SPECIAL TERMS AND CONDITIONS FOR IDD 0050 SERVICES

  1. These Terms and Conditions shall govern the registration of IDD 0050 rate plan(s) ("Plan") as provided by the Company from time to time.
  2. These terms and conditions shall be subject to the General Terms and Conditions of the Company and the Customer agrees to abide by all the terms and conditions stated therein as may be in force from time to time.
    Unless otherwise provided, terms used herein bear the same meanings as per the General Terms and Conditions of the Company.
  3. Customers who have successfully registered under any Plan shall be entitled to enjoy the rates provided hereunder for making outbound overseas voice calls and/or faxes through IDD 0050 in Hong Kong. The Company reserves the right to terminate any Plan at any time and/or vary the rates and all such applicable terms hereunder from time to time without prior notice and/or giving any reason therefore.
  4. The Company shall normally take not more than 7 business days to process the registration of any plan. Unless otherwise agreed by the Company, any Plan shall not used in the conjunction with other Plans or other special offers as may be offered by the Company from time to time.
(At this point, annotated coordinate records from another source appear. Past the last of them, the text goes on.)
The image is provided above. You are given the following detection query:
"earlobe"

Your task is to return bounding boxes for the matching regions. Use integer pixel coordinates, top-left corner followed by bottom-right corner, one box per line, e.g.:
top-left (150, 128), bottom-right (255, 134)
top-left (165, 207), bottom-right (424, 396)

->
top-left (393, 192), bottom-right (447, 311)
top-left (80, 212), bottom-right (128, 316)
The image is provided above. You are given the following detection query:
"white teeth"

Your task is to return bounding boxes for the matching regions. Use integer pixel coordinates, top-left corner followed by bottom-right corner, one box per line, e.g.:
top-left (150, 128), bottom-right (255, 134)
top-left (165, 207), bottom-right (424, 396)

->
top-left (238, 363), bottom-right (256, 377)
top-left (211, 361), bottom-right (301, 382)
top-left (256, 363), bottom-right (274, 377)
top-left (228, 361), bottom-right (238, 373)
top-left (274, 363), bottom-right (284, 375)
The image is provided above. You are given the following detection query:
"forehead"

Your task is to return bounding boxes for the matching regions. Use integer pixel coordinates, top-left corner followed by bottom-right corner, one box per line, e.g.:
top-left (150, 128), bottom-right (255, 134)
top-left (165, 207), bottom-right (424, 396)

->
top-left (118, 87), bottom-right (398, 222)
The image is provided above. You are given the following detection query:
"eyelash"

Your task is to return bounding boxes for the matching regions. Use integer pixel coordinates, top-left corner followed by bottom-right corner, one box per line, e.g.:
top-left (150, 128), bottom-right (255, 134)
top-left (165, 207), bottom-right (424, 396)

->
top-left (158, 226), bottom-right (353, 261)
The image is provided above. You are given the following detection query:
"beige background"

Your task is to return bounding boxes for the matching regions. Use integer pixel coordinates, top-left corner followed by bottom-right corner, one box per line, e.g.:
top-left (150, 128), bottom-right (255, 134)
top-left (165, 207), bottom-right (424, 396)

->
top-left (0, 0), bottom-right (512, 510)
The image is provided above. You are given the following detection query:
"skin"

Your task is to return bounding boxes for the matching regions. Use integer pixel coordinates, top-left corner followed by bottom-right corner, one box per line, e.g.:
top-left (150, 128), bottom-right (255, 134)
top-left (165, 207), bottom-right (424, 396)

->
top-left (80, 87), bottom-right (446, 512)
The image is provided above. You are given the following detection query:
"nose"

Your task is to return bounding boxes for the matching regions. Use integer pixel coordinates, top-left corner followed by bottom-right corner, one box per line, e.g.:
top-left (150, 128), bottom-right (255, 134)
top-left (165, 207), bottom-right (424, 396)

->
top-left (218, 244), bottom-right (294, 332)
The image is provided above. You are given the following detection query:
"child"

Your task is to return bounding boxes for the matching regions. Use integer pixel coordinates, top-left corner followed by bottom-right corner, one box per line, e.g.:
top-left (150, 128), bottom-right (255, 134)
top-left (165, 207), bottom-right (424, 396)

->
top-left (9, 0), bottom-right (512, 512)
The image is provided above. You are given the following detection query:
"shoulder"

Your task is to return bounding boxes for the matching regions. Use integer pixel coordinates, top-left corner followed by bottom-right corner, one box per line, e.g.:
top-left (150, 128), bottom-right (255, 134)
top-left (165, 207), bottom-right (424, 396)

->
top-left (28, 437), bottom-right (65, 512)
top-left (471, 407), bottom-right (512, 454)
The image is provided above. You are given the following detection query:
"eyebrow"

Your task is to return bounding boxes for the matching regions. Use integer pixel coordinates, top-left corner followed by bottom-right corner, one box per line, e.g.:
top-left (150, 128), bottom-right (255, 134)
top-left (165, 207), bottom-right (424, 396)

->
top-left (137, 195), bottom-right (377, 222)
Successful registration of any Plan shall super cede all other Plans of IDD 0050 (if applicable) previously registered with the Company.
  5. Customers may change to other Plan from time to time subject to the approval of the Company. The Company shall normally take not more than 7 business days to process the registration for change of Plans.
    The effective date of such registration shall be subject to the billing cycle for that Customer in which the relevant Plan is successfully registered which shall super cede all Plans of IDD 0050 previously registered with the Company. The Customer agrees to be bound by those terms and conditions (as may from time to time be in force) of such Plan upon acceptance by the Company of the relevant registration.
  6. The Customer agrees that unless otherwise expressly provided no unused "free minutes/hour/talk time" (if any) as specified in the Application, tariff or service plan selected by the Customer (or otherwise allotted to the Customer) may be carried forward to the following month and that no credit or refund is available in respect of any time when all or part of the Services are inoperable, limited, suspended, or otherwise unavailable to the Customer.
  7. The Company reserves all its right and final discretion to terminate the registration of any Plan of any Customer without giving any reason therefore. The decision of the Company shall be final and conclusive.
    All rights and benefits incidental to the registration under any Plan shall cease immediately upon the termination of such registration for any reasons whatsoever.
  8. "Business Day" means Mondays to Fridays in Hong Kong except public holiday.
  9. Notices in relation to the Plan of IDD 0050 may be given to the Customers in any manner whatsoever as the Company considers appropriate.
  10. In case of any dispute in relation to the Plan, the Company's decision shall be final and conclusive.